Altkanzler sitzt im Rollstuhl: Helmut Schmidt spricht über seine Schmerzen
zuletzt aktualisiert: 06.11.2009 - 08:00Berlin (RPO). Altkanzler Helmut Schmidt (90) bewegt sich fast nur noch im Rollstuhl vorwärts. Das Gehen am Stock sei ihm zu schmerzhaft geworden, sagte Schmidt einer Zeitung in einem Interview. Auf eine Frage nach seinem Befinden nach monatelanger Krankheit antwortete er: "das Lebensalter eingerechnet einigermaßen gut."
Der 90-Jährige sagte der "Bild"-Zeitung zu den Spekulationen über seinen Gesundheitszustand: "Ich saß hier am Schreibtisch und dachte mir, frei nach Mark Twain: Die Gerüchte über meinen Tod sind recht übertrieben."
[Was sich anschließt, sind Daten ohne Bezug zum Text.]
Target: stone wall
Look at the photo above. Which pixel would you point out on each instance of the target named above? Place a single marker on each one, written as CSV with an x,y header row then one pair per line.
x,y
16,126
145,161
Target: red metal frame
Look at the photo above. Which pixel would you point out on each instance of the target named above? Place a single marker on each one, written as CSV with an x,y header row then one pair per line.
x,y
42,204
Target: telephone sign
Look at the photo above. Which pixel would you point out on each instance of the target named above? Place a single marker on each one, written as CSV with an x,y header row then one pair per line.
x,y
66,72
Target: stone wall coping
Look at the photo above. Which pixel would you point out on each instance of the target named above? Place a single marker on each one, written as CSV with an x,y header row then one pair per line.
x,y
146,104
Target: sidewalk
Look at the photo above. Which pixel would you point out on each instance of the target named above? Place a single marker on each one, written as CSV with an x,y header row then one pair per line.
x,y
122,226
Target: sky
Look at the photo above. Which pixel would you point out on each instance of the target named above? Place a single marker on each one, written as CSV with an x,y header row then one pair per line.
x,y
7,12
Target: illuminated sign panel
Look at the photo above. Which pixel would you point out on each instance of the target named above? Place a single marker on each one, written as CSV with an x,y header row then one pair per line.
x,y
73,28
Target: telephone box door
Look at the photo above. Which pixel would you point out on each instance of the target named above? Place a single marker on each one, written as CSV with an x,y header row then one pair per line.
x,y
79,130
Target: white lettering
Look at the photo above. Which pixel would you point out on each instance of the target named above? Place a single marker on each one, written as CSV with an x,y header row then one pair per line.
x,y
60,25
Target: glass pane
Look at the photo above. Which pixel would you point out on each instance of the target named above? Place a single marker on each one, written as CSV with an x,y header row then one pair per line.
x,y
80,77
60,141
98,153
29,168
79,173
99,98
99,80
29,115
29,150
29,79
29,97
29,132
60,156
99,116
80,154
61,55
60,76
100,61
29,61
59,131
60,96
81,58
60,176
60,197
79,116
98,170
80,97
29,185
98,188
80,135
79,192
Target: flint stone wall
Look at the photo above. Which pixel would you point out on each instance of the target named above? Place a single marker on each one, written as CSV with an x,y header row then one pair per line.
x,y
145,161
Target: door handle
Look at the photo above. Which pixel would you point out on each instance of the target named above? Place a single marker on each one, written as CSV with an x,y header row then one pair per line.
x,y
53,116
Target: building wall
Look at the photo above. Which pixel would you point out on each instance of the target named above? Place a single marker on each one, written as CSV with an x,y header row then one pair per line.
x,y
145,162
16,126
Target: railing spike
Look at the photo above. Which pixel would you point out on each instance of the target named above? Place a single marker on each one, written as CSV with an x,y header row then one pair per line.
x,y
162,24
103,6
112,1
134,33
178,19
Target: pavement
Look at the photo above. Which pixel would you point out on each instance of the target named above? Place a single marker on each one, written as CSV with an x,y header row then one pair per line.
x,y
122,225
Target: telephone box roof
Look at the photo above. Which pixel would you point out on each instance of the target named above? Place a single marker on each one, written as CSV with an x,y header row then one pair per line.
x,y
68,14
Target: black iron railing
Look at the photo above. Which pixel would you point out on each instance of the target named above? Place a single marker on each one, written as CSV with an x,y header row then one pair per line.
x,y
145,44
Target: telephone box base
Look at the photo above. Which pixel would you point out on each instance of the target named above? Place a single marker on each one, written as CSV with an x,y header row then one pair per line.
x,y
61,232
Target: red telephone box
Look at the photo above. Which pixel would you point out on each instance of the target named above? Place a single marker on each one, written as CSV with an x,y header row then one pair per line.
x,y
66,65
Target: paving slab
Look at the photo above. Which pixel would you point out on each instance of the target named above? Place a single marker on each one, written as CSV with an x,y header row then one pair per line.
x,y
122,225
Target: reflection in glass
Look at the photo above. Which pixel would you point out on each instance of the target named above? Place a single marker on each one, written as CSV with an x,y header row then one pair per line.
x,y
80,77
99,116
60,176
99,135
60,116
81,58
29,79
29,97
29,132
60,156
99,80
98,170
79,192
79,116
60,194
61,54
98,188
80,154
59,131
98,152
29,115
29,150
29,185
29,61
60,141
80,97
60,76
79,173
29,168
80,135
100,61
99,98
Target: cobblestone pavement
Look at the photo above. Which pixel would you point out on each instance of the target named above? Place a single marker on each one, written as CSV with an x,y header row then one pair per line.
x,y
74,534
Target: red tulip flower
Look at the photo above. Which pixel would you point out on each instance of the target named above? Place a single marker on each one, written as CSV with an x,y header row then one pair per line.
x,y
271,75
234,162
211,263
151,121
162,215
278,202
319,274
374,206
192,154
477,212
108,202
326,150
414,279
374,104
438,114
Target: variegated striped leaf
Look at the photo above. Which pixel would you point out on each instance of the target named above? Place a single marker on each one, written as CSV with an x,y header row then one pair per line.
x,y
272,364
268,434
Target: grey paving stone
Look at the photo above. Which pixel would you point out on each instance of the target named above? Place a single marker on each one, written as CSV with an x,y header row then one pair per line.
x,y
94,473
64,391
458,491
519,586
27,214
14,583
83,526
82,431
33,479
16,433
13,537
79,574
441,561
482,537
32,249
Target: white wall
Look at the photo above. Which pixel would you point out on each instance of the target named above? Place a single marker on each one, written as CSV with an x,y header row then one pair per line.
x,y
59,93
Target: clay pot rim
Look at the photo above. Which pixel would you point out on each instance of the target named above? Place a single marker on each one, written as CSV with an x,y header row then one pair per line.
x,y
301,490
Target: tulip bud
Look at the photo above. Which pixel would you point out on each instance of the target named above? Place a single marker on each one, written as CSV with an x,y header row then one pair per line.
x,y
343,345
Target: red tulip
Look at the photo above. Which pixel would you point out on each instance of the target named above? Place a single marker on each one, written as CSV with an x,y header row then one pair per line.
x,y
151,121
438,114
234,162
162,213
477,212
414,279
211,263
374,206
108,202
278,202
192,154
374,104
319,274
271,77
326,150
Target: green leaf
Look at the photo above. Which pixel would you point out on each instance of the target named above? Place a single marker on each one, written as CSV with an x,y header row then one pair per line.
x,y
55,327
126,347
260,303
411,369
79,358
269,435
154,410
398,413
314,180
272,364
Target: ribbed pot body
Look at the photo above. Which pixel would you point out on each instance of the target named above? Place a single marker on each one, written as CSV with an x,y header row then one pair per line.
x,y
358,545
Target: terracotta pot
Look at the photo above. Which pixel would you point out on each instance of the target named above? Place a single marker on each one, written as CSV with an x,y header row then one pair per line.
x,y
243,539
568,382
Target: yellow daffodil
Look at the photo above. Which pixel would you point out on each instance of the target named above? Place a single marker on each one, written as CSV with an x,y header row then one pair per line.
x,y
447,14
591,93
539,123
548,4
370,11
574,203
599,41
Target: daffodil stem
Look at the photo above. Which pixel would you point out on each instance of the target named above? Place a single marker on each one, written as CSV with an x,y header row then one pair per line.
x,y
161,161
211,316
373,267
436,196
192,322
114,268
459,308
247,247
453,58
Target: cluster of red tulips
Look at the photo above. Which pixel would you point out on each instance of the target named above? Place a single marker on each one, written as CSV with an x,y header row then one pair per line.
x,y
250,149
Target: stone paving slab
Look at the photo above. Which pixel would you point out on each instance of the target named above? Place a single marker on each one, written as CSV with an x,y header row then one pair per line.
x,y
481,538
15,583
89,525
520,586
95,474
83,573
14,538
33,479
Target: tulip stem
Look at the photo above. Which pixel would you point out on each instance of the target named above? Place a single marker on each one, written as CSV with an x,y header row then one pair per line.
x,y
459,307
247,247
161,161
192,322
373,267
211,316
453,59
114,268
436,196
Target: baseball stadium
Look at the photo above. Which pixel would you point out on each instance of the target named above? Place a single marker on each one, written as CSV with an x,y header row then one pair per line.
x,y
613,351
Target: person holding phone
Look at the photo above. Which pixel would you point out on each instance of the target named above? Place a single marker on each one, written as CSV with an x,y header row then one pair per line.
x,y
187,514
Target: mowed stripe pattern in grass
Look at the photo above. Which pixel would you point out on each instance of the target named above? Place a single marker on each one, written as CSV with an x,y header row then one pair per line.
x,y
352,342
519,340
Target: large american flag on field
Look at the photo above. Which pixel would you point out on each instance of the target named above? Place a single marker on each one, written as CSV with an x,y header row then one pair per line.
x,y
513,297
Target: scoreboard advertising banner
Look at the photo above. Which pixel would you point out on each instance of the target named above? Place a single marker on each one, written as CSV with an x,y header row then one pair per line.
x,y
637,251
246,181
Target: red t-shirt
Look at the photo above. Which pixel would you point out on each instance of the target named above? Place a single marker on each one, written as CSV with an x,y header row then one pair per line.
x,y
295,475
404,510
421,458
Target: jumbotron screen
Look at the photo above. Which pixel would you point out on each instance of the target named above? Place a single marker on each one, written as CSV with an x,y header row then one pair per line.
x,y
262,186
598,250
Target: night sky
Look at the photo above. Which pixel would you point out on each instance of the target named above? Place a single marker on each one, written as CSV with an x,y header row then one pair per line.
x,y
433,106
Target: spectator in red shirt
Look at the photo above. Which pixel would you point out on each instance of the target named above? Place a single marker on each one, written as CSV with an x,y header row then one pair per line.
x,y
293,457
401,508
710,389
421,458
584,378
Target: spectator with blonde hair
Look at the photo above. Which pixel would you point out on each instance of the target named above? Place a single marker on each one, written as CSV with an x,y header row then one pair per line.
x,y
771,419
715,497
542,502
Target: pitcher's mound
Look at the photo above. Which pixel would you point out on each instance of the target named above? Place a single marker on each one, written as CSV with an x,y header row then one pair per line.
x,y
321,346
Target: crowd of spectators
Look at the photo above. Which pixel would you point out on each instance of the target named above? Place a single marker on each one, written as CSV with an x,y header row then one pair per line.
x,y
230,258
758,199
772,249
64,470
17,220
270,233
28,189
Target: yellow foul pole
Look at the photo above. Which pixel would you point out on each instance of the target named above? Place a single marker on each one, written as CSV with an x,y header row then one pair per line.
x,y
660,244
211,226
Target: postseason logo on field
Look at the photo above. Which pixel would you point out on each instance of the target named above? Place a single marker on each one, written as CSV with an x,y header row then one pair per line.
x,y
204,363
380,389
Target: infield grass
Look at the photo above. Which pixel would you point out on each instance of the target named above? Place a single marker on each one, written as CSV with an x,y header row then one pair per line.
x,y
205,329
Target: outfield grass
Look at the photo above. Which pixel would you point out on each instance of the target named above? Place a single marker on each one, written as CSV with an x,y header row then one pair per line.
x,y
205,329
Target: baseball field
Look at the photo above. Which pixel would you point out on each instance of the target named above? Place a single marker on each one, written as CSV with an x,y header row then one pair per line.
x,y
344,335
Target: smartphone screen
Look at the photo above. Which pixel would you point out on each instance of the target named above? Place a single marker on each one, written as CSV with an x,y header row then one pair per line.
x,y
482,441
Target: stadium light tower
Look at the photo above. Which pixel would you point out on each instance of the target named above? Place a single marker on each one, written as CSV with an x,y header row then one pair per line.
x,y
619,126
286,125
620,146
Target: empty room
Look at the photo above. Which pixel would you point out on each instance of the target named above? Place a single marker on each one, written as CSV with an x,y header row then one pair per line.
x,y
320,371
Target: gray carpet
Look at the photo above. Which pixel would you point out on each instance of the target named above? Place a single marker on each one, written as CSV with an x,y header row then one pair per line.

Er habe an "vielerlei Geschichten" gelitten, "darunter eine äußerst schmerzhafte Gürtelrose im Gesicht. Zeitweise konnte ich nichts mehr sehen. Dazu kamen Probleme mit der Niere, der Hüfte." Seit einigen Wochen sei er nur noch im Rollstuhl unterwegs, weil ihm das Gehen am Stock zu schmerzhaft geworden sei, so Schmidt. Er könne damit mittlerweile sogar Pirouetten drehen.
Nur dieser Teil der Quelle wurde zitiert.